Servers with open SSH ports have recently begun to come under hacker attack, which seems to be coordinated, although it is not automatically reported because the hackers employ a brute force attack from more than one machine. Nazar Aziz, IT consultant and developer, has been vigilant enough to detect the attack, which started at the beginning of this month.

Here is how the whole thing goes: if a hacker tries to gain access to a machine, the security software detects the attack and auto-reports it. The attacker's IP is banned, and the brute force attack is halted; this is what happens when the hacker uses just one machine and one IP to route the attack. There is a more efficient way of avoiding detection: using several hosts with different IPs. Brute force SSH attacks are easily detected by security solutions, but not when the attacker tries to guess the password three times and then switches to another IP. Instead of using the same IP and running an endless amount of queries, he/she uses several ones and runs three queries from each.

"This attack is different in that there appears to be a single list of usernames/passwords and a list of SSH servers to attack. Bots pick a user name and only attempt a brute force attack three times before the same server is passed along to the next bot. Since the attack is relayed to the next bot (with a different IP address) the attack in effect is continued without being detected by this method," says Nazar Aziz as cited by The Register.
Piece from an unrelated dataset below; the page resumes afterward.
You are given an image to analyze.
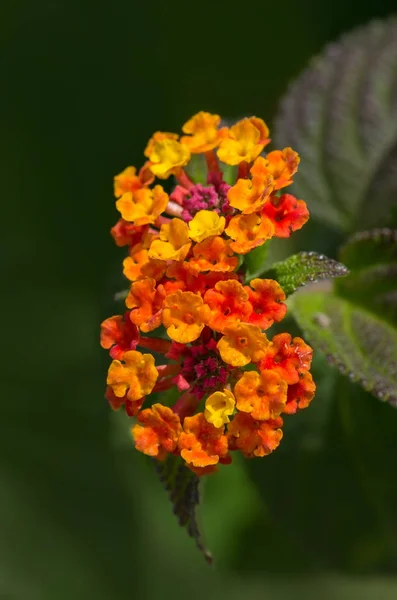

According to Aziz, this form of attack started earlier this month. He manages a small bank of Linux servers, and when the attacks commenced he was vigilant enough to detect them. A closer inspection of the system logs revealed that the servers were indeed under a coordinated attack. How was Nazar Aziz able to pick up on this when other surely would have missed it? It all has to do with the fact that a couple of months back he fell victim to a hacker attack, which determined him to be more cautious than the usual server admin.